The first showed a curve across the star background, not very informative.
“And this is what it would look like from above the Sun’s north pole.”
Three faintly curved lines radiated from a central point. Near that point, the sun, they were dotted lines-of course, no camera would have seen anything then-and they almost brushed the solar rim. The Navy man’s light-pointer traced the incoming line. “It came in at several hundred miles per second,” he said, “decelerating all the way. Of course the Invader wasn’t seen near the sun, and nobody was even looking for it then. This—” The light-pointer traced a line outward. “We have only three photos of it, and of course they could be artifacts, garbage. If they’re real, then this one wasn’t under power when it left the sun. It was dropped.” The third line ran nearly parallel to the second, then curved away. ‘This section was under power, and decelerating at around two gravities, with fluctuations. We’ve got five photos, and then it’s lost, but it might well have been on its way to Saturn.”
“Not good,” said a voice in the dark.
The lights came on. The Navy man said, “Who said that?’
“Joe Ransom.” He had a gaudy mustache and the air of self-assurance the SF writers all seemed to share. “Look: they dropped something to save fuel. Could have been a fuel tank—”
“I’d think it was a Bussard ramjet,” someone interrupted.

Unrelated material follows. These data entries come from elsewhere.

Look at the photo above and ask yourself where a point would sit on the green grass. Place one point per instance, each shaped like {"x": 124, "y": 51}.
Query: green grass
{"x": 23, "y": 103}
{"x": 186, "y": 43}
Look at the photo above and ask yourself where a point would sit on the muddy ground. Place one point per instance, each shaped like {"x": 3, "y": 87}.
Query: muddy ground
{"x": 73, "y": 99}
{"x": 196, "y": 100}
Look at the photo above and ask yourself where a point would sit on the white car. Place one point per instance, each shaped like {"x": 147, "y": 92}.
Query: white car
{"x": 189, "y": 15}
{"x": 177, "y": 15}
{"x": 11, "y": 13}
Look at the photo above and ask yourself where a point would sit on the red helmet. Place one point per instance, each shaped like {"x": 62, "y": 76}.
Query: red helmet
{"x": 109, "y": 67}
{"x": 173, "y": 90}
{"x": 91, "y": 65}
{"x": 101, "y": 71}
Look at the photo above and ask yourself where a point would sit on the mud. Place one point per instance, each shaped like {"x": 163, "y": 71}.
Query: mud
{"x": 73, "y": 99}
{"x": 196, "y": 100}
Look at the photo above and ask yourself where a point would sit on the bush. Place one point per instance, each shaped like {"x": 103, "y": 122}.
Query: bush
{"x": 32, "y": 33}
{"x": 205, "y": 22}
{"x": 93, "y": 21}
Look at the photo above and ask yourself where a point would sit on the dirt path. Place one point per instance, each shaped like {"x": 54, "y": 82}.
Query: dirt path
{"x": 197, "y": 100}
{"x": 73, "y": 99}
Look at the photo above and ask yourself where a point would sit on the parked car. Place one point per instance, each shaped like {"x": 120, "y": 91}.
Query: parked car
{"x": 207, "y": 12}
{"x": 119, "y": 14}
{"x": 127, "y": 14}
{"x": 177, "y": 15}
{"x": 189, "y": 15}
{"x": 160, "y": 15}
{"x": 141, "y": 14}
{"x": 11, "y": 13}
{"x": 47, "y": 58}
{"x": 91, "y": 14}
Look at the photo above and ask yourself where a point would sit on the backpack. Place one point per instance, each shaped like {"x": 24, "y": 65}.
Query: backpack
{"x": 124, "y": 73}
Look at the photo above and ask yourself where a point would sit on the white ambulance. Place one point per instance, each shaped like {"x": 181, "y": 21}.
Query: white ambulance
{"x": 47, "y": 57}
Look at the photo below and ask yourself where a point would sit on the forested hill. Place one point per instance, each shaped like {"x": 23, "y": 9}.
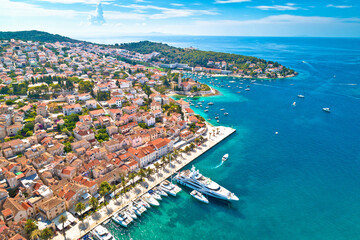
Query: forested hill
{"x": 193, "y": 57}
{"x": 36, "y": 36}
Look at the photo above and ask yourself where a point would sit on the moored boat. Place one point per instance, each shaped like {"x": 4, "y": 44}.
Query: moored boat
{"x": 199, "y": 196}
{"x": 225, "y": 157}
{"x": 193, "y": 179}
{"x": 101, "y": 233}
{"x": 152, "y": 201}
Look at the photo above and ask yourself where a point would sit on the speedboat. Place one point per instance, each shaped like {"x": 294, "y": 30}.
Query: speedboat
{"x": 160, "y": 192}
{"x": 122, "y": 219}
{"x": 195, "y": 180}
{"x": 199, "y": 196}
{"x": 225, "y": 157}
{"x": 155, "y": 195}
{"x": 130, "y": 213}
{"x": 170, "y": 188}
{"x": 152, "y": 201}
{"x": 138, "y": 209}
{"x": 143, "y": 203}
{"x": 101, "y": 233}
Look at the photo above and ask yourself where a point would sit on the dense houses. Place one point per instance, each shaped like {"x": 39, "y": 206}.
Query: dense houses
{"x": 104, "y": 121}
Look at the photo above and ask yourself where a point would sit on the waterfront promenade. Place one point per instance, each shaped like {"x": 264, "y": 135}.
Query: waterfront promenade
{"x": 214, "y": 136}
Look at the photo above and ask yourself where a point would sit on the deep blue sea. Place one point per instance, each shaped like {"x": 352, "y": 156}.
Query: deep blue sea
{"x": 302, "y": 183}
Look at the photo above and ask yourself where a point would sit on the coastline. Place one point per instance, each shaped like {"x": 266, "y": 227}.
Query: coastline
{"x": 79, "y": 230}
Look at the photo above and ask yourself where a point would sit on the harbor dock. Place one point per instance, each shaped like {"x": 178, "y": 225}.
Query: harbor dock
{"x": 214, "y": 135}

Ransom waved it away. “It almost doesn’t matter. They dropped something they needed to get here. They probably planned to. Odds are they didn’t take enough fuel to stop inside the solar system without dropping-well, something massive, something they didn’t need any more, something that served its purpose once it got them from Alpha Centauri or wherever. If—”
Burnham jumped on it. “A Bussard ramjet wouldn’t be any use inside the solar system. You need a thousand kilometers per second to intercept enough fuel-or there are some alternate versions, but you still—”

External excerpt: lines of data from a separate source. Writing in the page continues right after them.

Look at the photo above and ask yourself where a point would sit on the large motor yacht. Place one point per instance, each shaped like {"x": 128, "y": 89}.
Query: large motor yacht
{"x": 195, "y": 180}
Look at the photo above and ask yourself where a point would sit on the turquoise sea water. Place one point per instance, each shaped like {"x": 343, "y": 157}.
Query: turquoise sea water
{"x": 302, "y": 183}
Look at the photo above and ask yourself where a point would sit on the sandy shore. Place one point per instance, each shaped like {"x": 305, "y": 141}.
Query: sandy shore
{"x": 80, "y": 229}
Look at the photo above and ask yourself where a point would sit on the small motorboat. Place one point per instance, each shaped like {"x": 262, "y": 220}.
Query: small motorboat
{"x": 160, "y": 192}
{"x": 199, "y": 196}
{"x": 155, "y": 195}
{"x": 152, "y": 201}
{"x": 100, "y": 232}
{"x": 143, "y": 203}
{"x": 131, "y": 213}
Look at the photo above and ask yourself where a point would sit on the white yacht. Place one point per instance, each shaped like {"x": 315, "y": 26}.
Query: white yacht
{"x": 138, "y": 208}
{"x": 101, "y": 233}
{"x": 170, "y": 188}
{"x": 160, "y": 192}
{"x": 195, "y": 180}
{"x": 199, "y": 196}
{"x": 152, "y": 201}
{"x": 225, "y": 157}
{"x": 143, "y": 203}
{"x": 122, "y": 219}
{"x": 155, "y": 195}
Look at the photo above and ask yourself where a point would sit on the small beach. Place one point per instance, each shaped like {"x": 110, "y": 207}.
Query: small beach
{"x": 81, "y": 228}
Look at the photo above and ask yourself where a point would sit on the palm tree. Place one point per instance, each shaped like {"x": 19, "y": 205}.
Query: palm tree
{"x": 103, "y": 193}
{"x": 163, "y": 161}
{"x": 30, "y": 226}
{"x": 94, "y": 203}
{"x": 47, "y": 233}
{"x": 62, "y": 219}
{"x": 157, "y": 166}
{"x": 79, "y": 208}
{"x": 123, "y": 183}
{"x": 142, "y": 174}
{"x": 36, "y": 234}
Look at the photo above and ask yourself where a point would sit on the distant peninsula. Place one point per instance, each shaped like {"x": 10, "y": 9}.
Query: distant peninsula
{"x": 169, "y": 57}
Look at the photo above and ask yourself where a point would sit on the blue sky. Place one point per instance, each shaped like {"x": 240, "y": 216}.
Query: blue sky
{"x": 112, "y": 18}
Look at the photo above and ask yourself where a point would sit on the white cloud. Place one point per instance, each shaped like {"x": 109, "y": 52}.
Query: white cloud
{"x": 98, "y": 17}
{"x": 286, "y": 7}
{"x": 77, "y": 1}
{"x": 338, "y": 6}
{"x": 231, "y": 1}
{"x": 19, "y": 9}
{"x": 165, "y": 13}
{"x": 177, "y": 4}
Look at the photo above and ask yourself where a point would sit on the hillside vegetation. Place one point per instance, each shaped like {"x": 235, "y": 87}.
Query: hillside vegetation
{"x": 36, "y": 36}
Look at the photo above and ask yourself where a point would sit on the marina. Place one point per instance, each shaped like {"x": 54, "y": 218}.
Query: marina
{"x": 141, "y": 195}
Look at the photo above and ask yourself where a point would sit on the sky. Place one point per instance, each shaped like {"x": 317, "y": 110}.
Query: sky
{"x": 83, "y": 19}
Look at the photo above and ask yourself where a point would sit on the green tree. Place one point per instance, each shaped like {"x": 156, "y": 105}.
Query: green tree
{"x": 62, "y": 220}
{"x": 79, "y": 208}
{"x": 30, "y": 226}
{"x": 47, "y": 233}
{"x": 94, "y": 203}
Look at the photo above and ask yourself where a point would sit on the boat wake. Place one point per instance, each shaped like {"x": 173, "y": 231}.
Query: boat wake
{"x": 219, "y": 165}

Ransom rode him down. “We can’t figure out what it was yet and we don’t care. They used it to cross, and then they dropped it. Either they figure to make someone build them another one, or they’re not going home. You see the problem?”
Something icy congealed in Jenny’s guts. They don’t expect to go home. Maybe a Threat Team isn’t such a bad idea. I’ll have to call the Admiral.
Meanwhile, the meeting was degenerating into isolated clumps of conversation. Jenny spoke up to resume control. “Enough!” The noise dropped by half. “Mr. Ransom, you said Alpha Centauri. Why?”
“Just a shot in the dark. It’s the three closest stars in the sky, and two of them are yellow dwarfs, stars very like ours.”
“Stars?”
“Yes. What we call Alpha Centauri, meaning the brightest star in the Centaur constellation, is really three stars: two yellow ones pretty close together, and one wretched red dwarf.”
“Our own sun’s a yellow dwarf,” Curtis said.
“Interesting,” Lieutenant Sherrad said. “Our astronomers say the object came from the Centaur region. Is Alpha Centauri really a good prospect?”
The meeting came apart again. This time Jenny let it ride for a bit. Her patience was rewarded when Curtis bellowed, “May I have a consensus? Who likes Alpha Centauri?”
Two hands went up.
“Who hates it?”
Three hands. And three undecided.
“Sherry? Why don’t you like Alpha Centauri?”
“Wade, you know how many other choices there are! There are almost a dozen yellow dwarf stars near us; and we don’t know they came from that kind of star anyway!”
“Bob? You like it.”
The wide white-haired man with the gaudy vest laughed and said, “I didn’t at first it’s trite. But, you know, it’s trite because it got used so much, and it got used so much because it’s the best choice. Why wouldn’t they go looking for the closest star that’s like their own? And, Sherry, there aren’t many yellow stars in that direction. That clump centers around Procyon and Tau Ceti and—”
“That’s what I was getting at,” Dr Curtis said. “It’s trite. As I see it, the way to bet is that they came from Alpha Centauri, or else they came a hell of a long distance — And if they dropped half their ship-you see?”
Burnham said, “It’d be their first trip. They won’t be very good at talking to us. Chances are they’ll want to watch us from high orbit.”
“Maybe it’s good the Soviets can’t go after them. They might run.”
“It still isn’t good. We should have met them around Saturn, just to get a little more respect—”
“Could have had a hotel on Titan by now—”
“Proxmire—”
They were at it again. Out of the babble she heard Curtis say, “One thing’s suit. They came from a long way off. So the next question is, what do they want?”